The tensions within this picture are fully revealed in the first Supreme Court decision on affirmative action in education, 1978 Regents of the University of California v Bakke. Therein a divided court upheld race as a factor in admissions on grounds of the benefits of diversity but struck down quotas, that a certain number of black students must be admitted. Of interest in the very long decision was the argument from Thurgood Marshall that the Constitution was race sensitive, not race blind, that the equal protection of the law in Amendment 14 made no sense if there were systemic inequalities before the fact that precluded equal protection. Sequent Court decisions upheld this view, that universities were entitled to recognize race as one of the elements of qualification as a means of realizing student diversity. (Comparisons are made to athletes, musicians, very brainy youngsters who can solve math problems but cannot spell, and of course students admitted under legacy arrangements, all to the disadvantage of students without these special conditions who may have superior test scores and grades when admissions are competitive.). We write this before the current Court makes its own decision on affirmative action. As a transparently racist Court, it is likely to strike down any reliance on race in admissions, knowing its likely negative effects on black and Hispanic students. (We mean this in the sense that five members of the Court favor positions that do, in effect, discriminate against minorities, usually in defense of individual liberties and limited government over remediation of obvious harms that may be seen as compromising certain individual liberties or expanding government powers, their repeal of 1973 Roe v Wade notwithstanding. Justices Alito and Thomas lead this pack. Thomas even opened the door with the abortion decision that it might apply to many other “rights” the court has established on grounds that they are not in the Constitution as he reads it. They want us back in the nineteenth century, whether before or after the Civil War not clear.)

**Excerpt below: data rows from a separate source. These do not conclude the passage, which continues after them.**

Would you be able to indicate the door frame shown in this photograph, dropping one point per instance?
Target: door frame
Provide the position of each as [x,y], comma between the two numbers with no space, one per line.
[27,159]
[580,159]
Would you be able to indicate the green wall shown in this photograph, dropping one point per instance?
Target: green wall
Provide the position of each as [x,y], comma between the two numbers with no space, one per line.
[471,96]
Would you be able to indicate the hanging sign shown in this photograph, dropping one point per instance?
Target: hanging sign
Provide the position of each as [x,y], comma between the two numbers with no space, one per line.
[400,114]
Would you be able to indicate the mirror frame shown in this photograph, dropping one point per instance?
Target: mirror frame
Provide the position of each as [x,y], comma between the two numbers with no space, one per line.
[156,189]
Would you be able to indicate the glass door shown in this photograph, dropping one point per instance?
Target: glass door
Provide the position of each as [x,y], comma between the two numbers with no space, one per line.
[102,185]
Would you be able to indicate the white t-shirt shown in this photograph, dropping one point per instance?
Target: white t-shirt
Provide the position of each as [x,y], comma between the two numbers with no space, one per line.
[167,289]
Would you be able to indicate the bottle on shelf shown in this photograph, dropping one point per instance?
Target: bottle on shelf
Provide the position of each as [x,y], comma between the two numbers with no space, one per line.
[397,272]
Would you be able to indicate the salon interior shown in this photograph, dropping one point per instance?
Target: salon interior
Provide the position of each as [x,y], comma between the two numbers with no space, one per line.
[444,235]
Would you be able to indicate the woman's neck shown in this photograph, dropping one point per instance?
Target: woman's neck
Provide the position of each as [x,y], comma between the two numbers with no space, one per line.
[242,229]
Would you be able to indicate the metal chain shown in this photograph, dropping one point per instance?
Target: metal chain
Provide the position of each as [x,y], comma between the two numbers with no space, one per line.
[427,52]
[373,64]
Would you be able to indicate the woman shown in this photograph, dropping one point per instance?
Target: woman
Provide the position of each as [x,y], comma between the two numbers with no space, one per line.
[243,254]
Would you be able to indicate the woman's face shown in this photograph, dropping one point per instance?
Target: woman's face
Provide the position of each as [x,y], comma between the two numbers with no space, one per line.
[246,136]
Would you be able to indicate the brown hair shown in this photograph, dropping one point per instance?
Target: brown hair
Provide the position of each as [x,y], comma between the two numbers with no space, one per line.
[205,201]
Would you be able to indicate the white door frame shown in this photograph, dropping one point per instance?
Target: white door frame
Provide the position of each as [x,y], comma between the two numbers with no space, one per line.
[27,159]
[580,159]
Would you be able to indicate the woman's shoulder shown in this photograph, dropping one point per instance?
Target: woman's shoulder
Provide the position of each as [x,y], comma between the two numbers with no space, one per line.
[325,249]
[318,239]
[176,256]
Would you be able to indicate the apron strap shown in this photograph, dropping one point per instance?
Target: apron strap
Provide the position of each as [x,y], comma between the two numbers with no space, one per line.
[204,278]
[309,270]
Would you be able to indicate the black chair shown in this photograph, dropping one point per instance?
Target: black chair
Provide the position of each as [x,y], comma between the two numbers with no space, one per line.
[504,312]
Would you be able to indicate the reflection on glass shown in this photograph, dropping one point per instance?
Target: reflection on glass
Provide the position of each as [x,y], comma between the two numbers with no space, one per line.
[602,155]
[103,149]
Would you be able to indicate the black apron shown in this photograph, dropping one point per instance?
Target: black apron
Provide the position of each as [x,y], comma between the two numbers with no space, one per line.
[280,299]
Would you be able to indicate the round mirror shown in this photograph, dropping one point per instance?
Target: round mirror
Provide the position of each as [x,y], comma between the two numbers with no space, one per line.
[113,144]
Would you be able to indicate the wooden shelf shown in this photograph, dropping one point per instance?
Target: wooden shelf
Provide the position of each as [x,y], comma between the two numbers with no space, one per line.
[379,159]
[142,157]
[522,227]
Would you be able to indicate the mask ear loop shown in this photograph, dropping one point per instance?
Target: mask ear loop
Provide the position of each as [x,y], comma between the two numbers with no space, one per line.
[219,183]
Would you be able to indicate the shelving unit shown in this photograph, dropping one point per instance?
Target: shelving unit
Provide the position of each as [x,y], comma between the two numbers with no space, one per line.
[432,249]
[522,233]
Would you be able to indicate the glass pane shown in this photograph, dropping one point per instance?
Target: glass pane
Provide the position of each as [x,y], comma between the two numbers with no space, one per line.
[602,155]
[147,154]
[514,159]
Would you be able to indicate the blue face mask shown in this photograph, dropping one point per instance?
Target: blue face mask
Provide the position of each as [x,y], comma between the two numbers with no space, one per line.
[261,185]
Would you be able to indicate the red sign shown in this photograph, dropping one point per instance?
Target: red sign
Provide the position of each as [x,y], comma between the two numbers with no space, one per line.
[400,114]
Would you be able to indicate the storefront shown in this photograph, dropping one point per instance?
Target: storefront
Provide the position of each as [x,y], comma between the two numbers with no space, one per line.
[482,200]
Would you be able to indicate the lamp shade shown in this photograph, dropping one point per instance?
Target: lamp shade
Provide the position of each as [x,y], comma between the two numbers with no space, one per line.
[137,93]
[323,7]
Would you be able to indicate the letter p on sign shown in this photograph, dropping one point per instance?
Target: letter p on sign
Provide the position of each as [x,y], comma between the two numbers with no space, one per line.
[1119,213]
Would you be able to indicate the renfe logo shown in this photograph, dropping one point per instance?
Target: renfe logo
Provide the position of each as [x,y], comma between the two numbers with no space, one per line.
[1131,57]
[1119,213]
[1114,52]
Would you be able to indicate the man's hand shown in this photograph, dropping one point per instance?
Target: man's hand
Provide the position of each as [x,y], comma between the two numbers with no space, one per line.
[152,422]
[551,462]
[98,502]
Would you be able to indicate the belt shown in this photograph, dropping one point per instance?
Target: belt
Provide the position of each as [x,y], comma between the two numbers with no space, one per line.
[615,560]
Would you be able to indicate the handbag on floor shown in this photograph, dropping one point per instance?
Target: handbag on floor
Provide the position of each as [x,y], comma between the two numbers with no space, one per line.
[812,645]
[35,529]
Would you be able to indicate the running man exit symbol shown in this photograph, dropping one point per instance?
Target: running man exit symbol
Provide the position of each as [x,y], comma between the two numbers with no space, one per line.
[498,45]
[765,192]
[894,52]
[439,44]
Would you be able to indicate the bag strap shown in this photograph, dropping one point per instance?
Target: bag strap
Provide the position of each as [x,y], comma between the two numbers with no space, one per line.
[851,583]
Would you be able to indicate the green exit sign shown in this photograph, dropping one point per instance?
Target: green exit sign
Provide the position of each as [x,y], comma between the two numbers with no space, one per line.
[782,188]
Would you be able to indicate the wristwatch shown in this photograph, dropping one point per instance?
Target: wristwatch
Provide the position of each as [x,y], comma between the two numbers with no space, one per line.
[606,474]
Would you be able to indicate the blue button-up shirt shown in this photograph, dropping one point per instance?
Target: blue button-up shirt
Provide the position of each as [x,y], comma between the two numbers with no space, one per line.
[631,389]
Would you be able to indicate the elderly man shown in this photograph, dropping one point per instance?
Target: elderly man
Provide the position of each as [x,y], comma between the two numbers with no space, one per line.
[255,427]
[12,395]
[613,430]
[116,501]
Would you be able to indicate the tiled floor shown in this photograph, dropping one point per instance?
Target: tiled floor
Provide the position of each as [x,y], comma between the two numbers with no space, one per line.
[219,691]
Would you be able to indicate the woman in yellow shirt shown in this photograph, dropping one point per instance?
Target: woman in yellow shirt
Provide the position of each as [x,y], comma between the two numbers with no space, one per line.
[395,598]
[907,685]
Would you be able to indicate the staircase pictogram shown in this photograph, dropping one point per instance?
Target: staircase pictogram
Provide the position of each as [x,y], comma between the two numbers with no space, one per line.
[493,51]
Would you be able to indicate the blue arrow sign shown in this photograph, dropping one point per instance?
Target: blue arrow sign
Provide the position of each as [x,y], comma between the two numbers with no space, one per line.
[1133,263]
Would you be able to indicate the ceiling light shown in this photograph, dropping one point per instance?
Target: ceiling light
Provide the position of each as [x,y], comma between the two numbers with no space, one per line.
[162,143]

We are not here to take positions on the quandary of education in America. We are almost 70 years after Brown. Legalized racial segregation has all but disappeared. But de facto segregation remains. We are here to suggest that the conditions of liberty, justice, and equality suffer serious, endemic conflicts and tensions, within each category and among them as a set, that render liberty and justice for all a kind of utopian dream, perhaps valuable as a goal, but impossible to achieve in the real world. We urge that recognizing this fact may promote better political decision making and induce we the people to get involved given the understandable tendency of our elected leaders to dismiss this fact in their rhetoric and behavior, captive as they are to rhetorical structures of their party that are necessarily simple-minded and incomplete as they strive for coherence in an incoherent world.

As long as the reason of man continues fallible, and he is at liberty to exercise it, different opinions will be formed.